Dit is een samenvatting van alle video's en het boek van het vak Sociale Psychologie. Er zitten veel voorbeelden bij voor een beter begrip van de termen.
Sociale psychologie = de wetenschappelijke studie naar de manier waarop de gedachten,
gevoelens en gedragingen van mensen worden beïnvloed door de aanwezigheid van
anderen Mensen worden beïnvloed door de werkelijke (expliciete) of ingebeelde
(impliciete) aanwezigheid van anderen.
Sociale invloed = het effect dat de woorden, daden of alleen al de aanwezigheid van andere
mensen hebben op onze gedachten, gevoelens, houdingen of gedrag.

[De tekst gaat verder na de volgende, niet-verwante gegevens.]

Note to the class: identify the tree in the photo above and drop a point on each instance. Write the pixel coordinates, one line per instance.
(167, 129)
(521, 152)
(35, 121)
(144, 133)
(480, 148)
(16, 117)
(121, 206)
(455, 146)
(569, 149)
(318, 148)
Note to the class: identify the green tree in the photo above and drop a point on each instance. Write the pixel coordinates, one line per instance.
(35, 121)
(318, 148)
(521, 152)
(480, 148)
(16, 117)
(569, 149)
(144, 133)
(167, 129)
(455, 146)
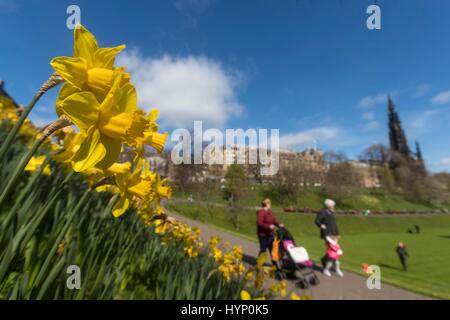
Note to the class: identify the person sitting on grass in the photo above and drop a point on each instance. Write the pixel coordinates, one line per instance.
(334, 252)
(266, 222)
(402, 255)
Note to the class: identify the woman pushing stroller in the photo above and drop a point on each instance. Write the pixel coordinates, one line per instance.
(266, 222)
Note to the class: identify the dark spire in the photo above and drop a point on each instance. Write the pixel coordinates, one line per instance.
(397, 137)
(418, 151)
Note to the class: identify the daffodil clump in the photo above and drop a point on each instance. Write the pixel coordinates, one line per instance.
(171, 229)
(99, 139)
(101, 103)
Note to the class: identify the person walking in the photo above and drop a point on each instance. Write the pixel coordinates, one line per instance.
(266, 222)
(402, 255)
(326, 221)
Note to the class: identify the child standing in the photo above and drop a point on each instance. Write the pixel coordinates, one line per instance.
(334, 253)
(402, 255)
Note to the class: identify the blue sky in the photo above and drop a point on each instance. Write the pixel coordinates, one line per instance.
(310, 68)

Sociaal psychologen proberen erachter te komen welk construct (de manier waarop mensen
de sociale wereld waarnemen, begrijpen en interpreteren) mensen gebruiken.

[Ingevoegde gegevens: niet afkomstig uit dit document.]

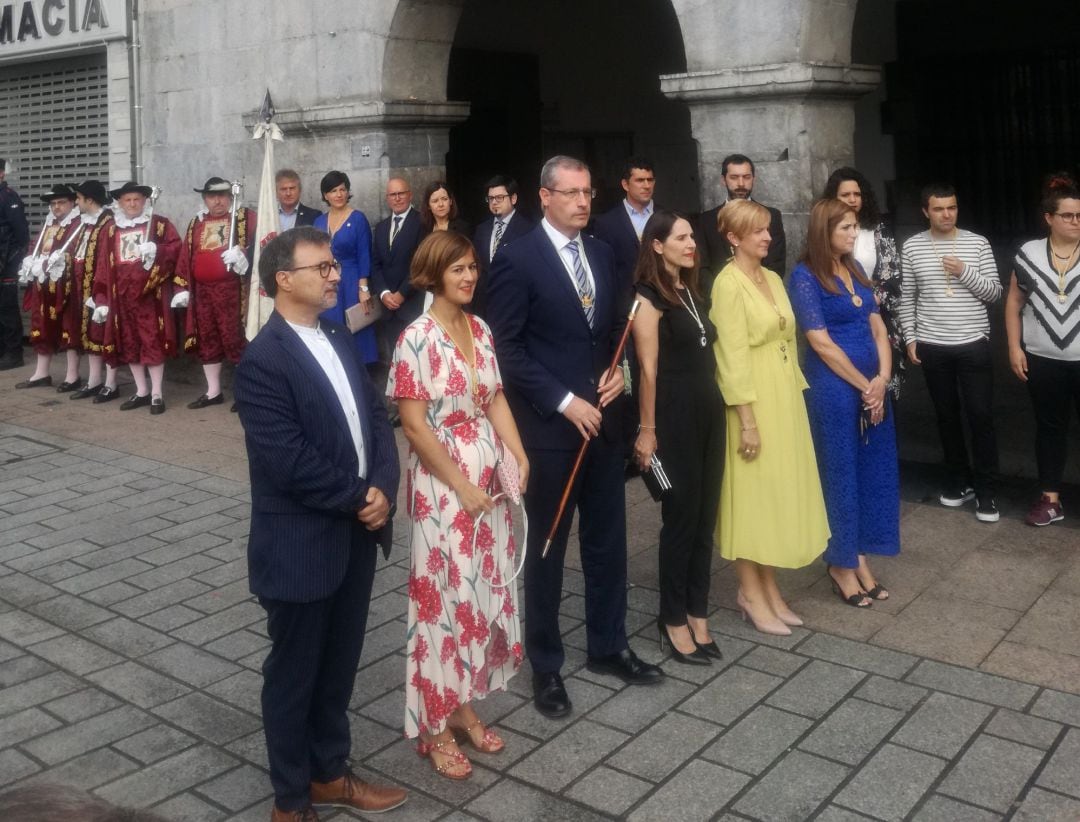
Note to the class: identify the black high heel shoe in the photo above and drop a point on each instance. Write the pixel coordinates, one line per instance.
(697, 657)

Perspectieven in de sociale psychologie:
Evolutionaire perspectief = sociaal gedrag wordt verklaard door te kijken hoe genetische
factoren over de eeuwen heen zijn aangepast om de overlevings- en voortplantingskansen te
vergroten
- Darwin met natuurlijke selectie = het proces waarbij belangrijke eigenschappen
die gunstig zijn voor de overleving worden doorgegeven aan het nageslacht bewijs
is het guppy experiment wij mensen lijken ook op dieren.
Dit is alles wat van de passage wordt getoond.